## ADDED Requirements

### Requirement: Redis-backed distributed rate limiting replaces in-memory limiter
The system SHALL use `ioredis` + `rate-limiter-flexible` to enforce rate limits across all Express instances using a Redis sliding window algorithm. The in-memory `express-rate-limit` store SHALL be removed. Rate limit configuration SHALL be injectable via environment variables (`RATE_LIMIT_WINDOW_MS`, `RATE_LIMIT_MAX_REQUESTS`).
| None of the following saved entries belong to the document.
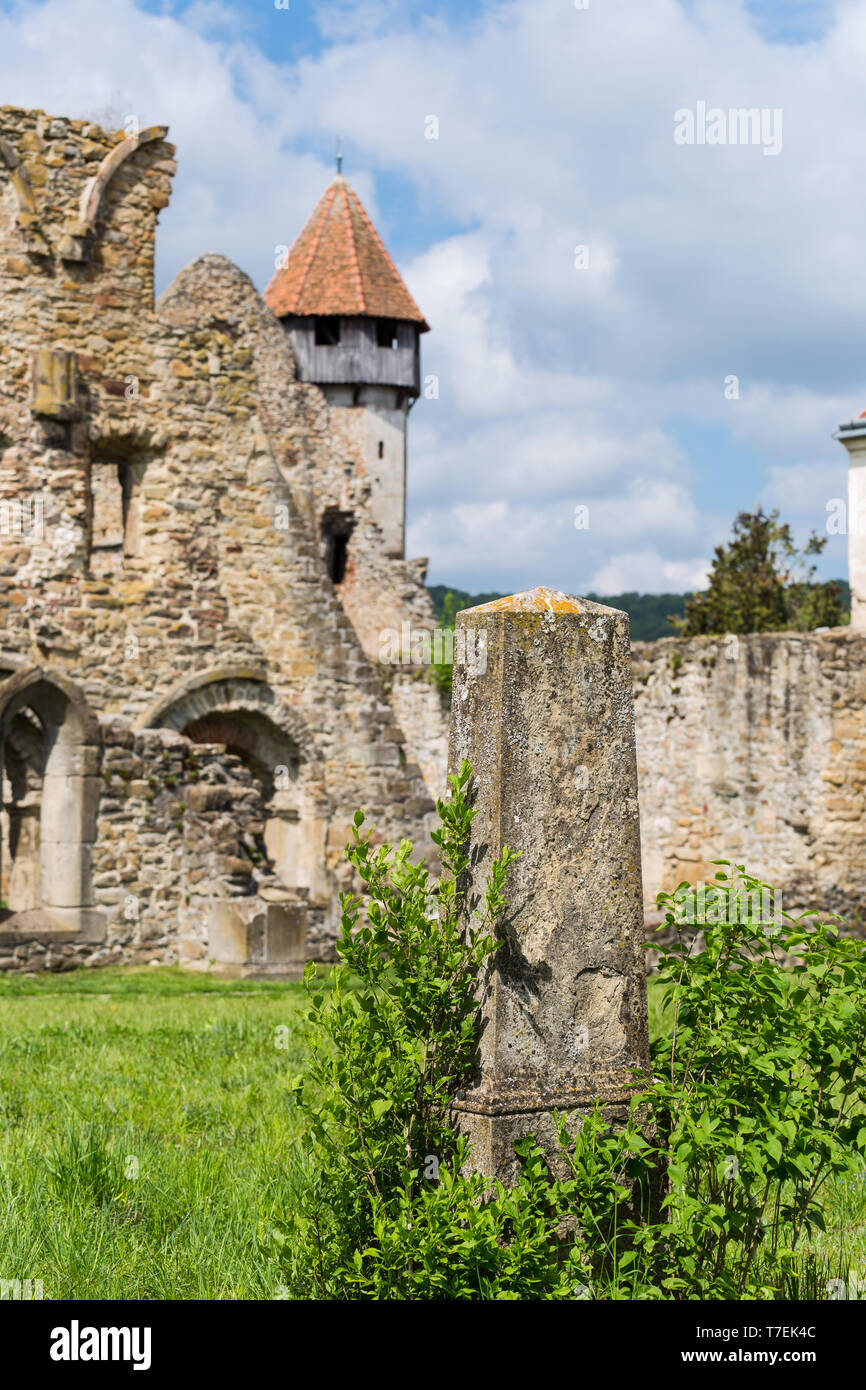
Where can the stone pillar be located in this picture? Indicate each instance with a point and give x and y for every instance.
(542, 708)
(854, 437)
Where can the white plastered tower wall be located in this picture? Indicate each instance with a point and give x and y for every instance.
(373, 423)
(854, 437)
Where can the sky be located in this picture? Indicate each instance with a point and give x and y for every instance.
(637, 331)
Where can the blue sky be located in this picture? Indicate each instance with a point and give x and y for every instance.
(559, 387)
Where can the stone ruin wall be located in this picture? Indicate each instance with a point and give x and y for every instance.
(754, 749)
(180, 827)
(749, 749)
(218, 581)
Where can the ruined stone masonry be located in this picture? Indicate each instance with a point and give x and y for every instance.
(191, 708)
(202, 519)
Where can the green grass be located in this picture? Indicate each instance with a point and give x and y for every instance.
(145, 1125)
(182, 1075)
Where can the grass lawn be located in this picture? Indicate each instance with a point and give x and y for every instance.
(145, 1127)
(173, 1076)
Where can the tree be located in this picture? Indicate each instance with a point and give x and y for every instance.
(761, 583)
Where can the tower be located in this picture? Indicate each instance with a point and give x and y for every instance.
(854, 437)
(355, 331)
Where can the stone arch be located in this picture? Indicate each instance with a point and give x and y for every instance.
(238, 708)
(49, 766)
(20, 180)
(92, 193)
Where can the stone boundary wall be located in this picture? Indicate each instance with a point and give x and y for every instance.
(751, 749)
(754, 749)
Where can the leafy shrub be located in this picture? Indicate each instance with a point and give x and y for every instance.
(706, 1191)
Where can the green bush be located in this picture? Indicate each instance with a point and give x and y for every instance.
(706, 1191)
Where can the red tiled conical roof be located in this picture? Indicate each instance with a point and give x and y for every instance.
(338, 266)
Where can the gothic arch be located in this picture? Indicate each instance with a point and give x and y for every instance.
(92, 193)
(49, 738)
(232, 688)
(237, 706)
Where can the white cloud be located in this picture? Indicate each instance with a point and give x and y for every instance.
(558, 385)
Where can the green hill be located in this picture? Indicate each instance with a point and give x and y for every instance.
(648, 612)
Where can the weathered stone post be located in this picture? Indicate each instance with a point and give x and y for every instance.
(542, 708)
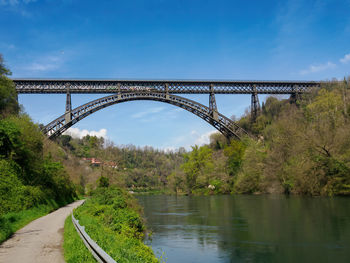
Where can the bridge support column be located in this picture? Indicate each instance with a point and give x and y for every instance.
(166, 87)
(68, 114)
(213, 110)
(119, 91)
(295, 96)
(255, 105)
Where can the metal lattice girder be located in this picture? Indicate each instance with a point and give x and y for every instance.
(226, 126)
(163, 86)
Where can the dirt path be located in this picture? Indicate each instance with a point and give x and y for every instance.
(40, 240)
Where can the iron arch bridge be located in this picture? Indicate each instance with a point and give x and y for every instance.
(225, 125)
(159, 90)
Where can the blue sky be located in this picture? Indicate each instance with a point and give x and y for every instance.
(159, 39)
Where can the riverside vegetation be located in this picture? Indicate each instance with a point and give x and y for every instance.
(300, 147)
(112, 218)
(31, 183)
When `REDIS_RATE_LIMIT_ENABLED=false`, the system SHALL fall back to an in-memory limiter for local development.

#### Scenario: Rate limit enforced across multiple instances
- **WHEN** two Express instances are running behind a load balancer and a client sends requests alternating between instances
- **THEN** the rate limit counter is shared across both instances via Redis and the client is rejected after the combined limit is reached

#### Scenario: Redis unavailable — graceful fallback
- **WHEN** Redis is unreachable and `REDIS_RATE_LIMIT_ENABLED=true`
- **THEN** the system SHALL log a warning and fall back to in-memory limiting rather than rejecting all requests

#### Scenario: Rate limit exceeded
- **WHEN** a client exceeds the configured request limit within the window
- **THEN** the system SHALL respond with HTTP 429 and a `Retry-After` header indicating when the window resets

### Requirement: Database connection pool is explicitly configured
The system SHALL configure `pg` connection pool with explicit `max`, `min`, `idleTimeoutMillis`, and `connectionTimeoutMillis` parameters via environment variables (`DB_POOL_MAX`, `DB_POOL_MIN`, `DB_POOL_IDLE_TIMEOUT_MS`, `DB_POOL_CONNECTION_TIMEOUT_MS`). Defaults SHALL be: max=20, min=2, idleTimeout=30000ms, connectionTimeout=5000ms.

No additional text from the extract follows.